Random scripts to deal with common fasta files, phylogenetic trees, tab-delimited lists and other fancy stuff. Such as split an alignment in defined positions, concatenate different fasta files, extract/remove sequences, reorder an alignment based on a tree, get the entropy on each position from an alignment, get the consensus sequence from an alignment, ...
Download and move the scripts to you prefered folder (e.g.;/usr/lobal/bin/
) and start using them (you might have to make them executable: chmod +x *.py
).
For fasta files manipulations (/fasta) :
alignmentConsensus.py: Creates a consensus of an aligned fasta file.
alignmentEntropy.py: Exports a table with the entropy and other values for every position of an aligned fasta file.
fastaConcat.py: From different fasta files, concatenates the sequences from identical sequence names.
fastaRevCom.py: Exports the reverse complement (or only reversed or only complement) fasta file.
fastaSplit.py: Takes an aligned fasta file and creates several fasta files cut at desired positions.
fastaStats.py: Prints to console certain statistics from a fasta file. Number of sequences, GC content, ...
multi2linefasta.py: From a fasta file where the sequences are saved in different sequences, exports a fasta file with each sequence in one line.
multi2line: Same script as multi2linefasta.py but written in bash.
sequenceSelect.py: From a fasta file, selects sequences from a given list or pattern and removes them or extracts them.
For phylogenetic tree manipulations (/phylogenetics):
fastaReorder.py: Orders the sequences of a fasta file by border of appearance in an phylogenetic tree.
findSeqs.py: From a phylogenetic tree and a fasta file, finds sequences that do not appear in either file.
treeCheckIntruders.py: From a phylogenetic tree and an attribute file, find sequences resolved within other attribute. Useful to identify badly placed sequences, long branch attraction artifacts and so on.
treeColourBranches.py: Based on a table, colours the branches of a phylogenetic tree, and goes inwards if the colours are monophyletic.
treeCountTips.py: Simply counts the number of tips of one or several phylogenetic trees.
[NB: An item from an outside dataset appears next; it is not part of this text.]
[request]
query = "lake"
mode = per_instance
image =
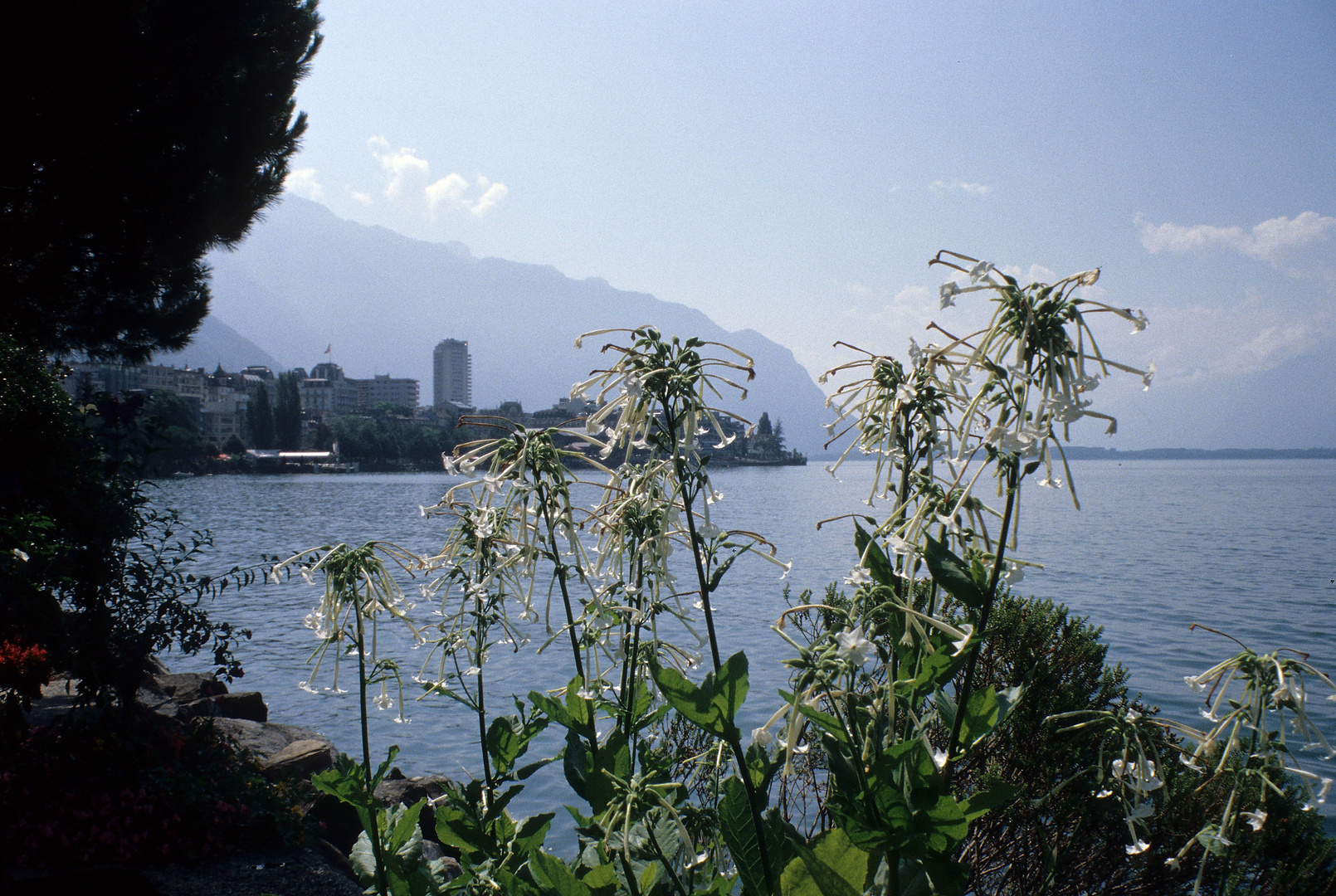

treeLTT.py: Extract the Lineages Through Time curve from a time-calibrated tree. It also exports the highest posterior density to account for uncertainty and, if annotated, does the same for all annotated subclades.
treePruneList.py: Given a list of tips, prunes a phylogenetic tree of those tips.
treePruneOutliers.py: From a phylogenetic tree, finds and prunes branches which length is an outlier relative to the tree.
treeRemoveBranchLengths.py: Simply removes the branch lengths of a phylogenetic tree.
treeRoot.py: Given a list of tips, roots the tree in the last common ancestor of such tips.
treeRootOutgroup.py: Given a list of tips, creates an outgroup in the last common ancestor of such tips, rooting the tree with the outgroup.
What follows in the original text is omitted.